This is not my first betrayal.
I roll her wheelchair down the hall to the day room where we peek in on the aviary to watch the birds. Several bright finches and tropical pairs, purple throated and bright green, trapped in a nice bright cage. It’s a beautiful aviary with three glass sides, all kinds of roosts, a back wall of wire and straw, and a row of small grass nests along the top. While she watches, I whistle to the birds and they rile, and she watches them fly around. They are lovely and trapped, in captivity until they die.
“So pretty” she murmurs as she watches them flutter.
We push on to the nurse’s station where I sign Mom out. Since she can no longer make the transfer from wheelchair to car, our options are limited for this lunch I have promised her off campus. Then down the hall, me swerving the chair a bit to make her laugh, the big automated lobby doors swinging open, and we’re in the parking lot, struck with August heat. Mom sighs in relief, “Oh that feels good,” she says—this with the afghan on her lap. I retrieve two hats from my car, my big beach hat for her. She looks like a great white gardenia on wheels.
I bumble her wheel chair along Hart’s crumbling sidewalks for five blocks to the Lakeside Café. We can usually find a place on the back patio where she can watch Hart Lake’s dark slow water, facing away from the other tables so no one will see what a mess she makes now as she hangs on to her last physical ability, feeding herself, left handed (she’s right-handed), with a spoon. Once I tried it myself. By the time I had to brush my lunch off my lap, I felt only admiration.
But after jolting her down walks that have buckled and cracked, we find the café unexpectedly closed. She goes into martyr speak: Oh it’s all right, I’m fine, we can go back. I adjust her hat, adjust mine. If I wheel her back, lunch at the facility will be over and she will be hungry, and they will be bothered in the kitchen, and give her a PB&J and milk. I wipe the sweat off my face.

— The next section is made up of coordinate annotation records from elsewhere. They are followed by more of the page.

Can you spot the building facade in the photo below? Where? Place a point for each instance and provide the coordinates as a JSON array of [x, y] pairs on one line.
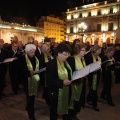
[[54, 27], [24, 33], [102, 20]]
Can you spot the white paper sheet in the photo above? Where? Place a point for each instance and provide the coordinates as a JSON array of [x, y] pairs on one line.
[[41, 70], [8, 60], [94, 66], [108, 61], [80, 73]]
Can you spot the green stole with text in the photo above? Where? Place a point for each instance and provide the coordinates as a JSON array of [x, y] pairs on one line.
[[33, 81], [77, 88], [46, 58], [94, 80], [112, 71], [63, 94]]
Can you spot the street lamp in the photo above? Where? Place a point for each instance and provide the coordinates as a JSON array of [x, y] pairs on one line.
[[113, 36], [103, 36], [93, 38], [76, 15], [42, 38], [82, 27]]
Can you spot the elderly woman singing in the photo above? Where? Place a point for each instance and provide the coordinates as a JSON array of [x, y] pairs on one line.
[[29, 64]]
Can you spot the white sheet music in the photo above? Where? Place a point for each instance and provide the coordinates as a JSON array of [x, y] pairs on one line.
[[41, 70], [8, 60], [80, 73], [94, 66], [108, 61]]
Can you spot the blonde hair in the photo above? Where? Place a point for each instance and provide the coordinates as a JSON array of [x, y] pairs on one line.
[[95, 48], [45, 47], [29, 47]]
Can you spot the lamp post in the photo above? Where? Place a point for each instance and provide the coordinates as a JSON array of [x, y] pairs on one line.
[[103, 37], [113, 36], [42, 38], [75, 17], [82, 27], [93, 38]]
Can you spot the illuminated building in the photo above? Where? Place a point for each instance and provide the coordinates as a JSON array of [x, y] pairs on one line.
[[24, 33], [102, 20], [54, 27]]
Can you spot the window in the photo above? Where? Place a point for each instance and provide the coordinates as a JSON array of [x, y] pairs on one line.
[[110, 26], [71, 29], [98, 27]]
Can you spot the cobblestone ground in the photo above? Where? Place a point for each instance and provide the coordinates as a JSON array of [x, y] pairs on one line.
[[12, 107]]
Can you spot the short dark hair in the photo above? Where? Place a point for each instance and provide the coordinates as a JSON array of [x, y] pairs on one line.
[[62, 47]]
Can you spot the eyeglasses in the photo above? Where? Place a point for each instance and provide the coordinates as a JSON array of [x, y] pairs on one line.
[[83, 50], [66, 55]]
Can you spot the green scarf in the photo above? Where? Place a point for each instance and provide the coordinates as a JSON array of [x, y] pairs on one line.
[[112, 71], [63, 95], [94, 81], [77, 88], [46, 58], [33, 81]]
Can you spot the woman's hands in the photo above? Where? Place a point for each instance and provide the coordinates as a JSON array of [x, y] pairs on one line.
[[67, 82], [32, 72]]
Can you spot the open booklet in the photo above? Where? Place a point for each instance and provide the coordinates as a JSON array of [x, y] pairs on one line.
[[41, 70], [86, 70], [80, 73], [110, 60], [8, 60]]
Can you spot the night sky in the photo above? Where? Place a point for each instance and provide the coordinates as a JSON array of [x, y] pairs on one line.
[[31, 10]]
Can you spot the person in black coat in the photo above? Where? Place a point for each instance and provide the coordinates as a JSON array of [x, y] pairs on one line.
[[28, 65], [94, 77], [58, 76], [77, 62], [108, 74], [3, 67], [13, 66], [117, 59]]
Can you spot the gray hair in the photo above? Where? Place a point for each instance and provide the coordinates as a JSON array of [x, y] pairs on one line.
[[29, 47], [45, 47]]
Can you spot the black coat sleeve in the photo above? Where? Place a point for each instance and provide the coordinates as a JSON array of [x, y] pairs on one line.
[[52, 75]]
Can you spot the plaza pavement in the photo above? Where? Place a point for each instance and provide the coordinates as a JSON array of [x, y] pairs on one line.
[[12, 107]]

The only option? Down the block, Kristi’s Pour House, a local dive that smells of spilled beer and fried food, and could qualify for the Antarctic research station, the air conditioning is so high. I remember a side room where we might sit and no one would trip over this lug of a wheelchair. I see Mom’s face taking on the distant look—she’s slipping back into her broken mind, and I can’t bear to let her go just yet. Quick now. I ease the wheelchair down the curb, rattle our way over cracked concrete, dodge a couple of cars, up the other curb, and through the boot-scuffed aluminum storm door into the dark space. The patrons, a few coveralled men and a couple of ciggy-scented women, seeing us struggle over the threshold, slide their heavy bodies off the stools, and become more than kind, shoving tables and chairs as we negotiate our way to the side room. Even the regulars, leaning out from the booths, scoot out of the way. Can ya make it? Sure ya ok? Once settled in the side room, the sweet waitress opens the side door to the street and the hot air rushes in, warming the space. At my look, she shrugs, Aw what the hell, in reference to the air conditioning. Mom can see the traffic, the comings and goings of the town and this will occupy her. We are fine.
I order soup for her, chicken noodle, and when it comes, thick old fashioned egg noodles crowd the broth. I break up the noodles so they won’t slide off her spoon.
“Ummm, good,” and she tucks right in. After a while, she lifts her head, straight white hair glowing in the gray light. She studies the room, then asks, “Is this a bar?”
I brace myself. It’s not that she minds bars, but for all the memory she has lost, certain proprieties remain indelible as tattoos. We are here in the middle of a week day, not Friday night fish fry for Catholics, which was the appropriate time she and Dad patronized our local bar. I don’t know if she will object, this woman who once walked out of a restaurant for being owned by people whose political views were so far left she thought they might be communists. That, and they served pork chops with garlic instead of apples.
“Yes, Mom, it’s a bar.”
“I thought so.” She nods like she’s figured out something. She inhales a long noodle, broth spilling from the spoon.
I brace myself and ask, “How do you feel about that?”
“Oh, real good.” She nods, slurps her soup.
I smile. “Well then, would you like a beer?’
“Oh no. I couldn’t.” She puts her spoon down like that’s final.
I decide right then I’ll have a beer. “You want some of mine?”
“Are you gonna?”
I know what that means. “I’m gonna have something Belgian.” This appeals to her national pride, her Belgian ancestry.
“Well, a little sip.” She raises her eyebrows: how daring.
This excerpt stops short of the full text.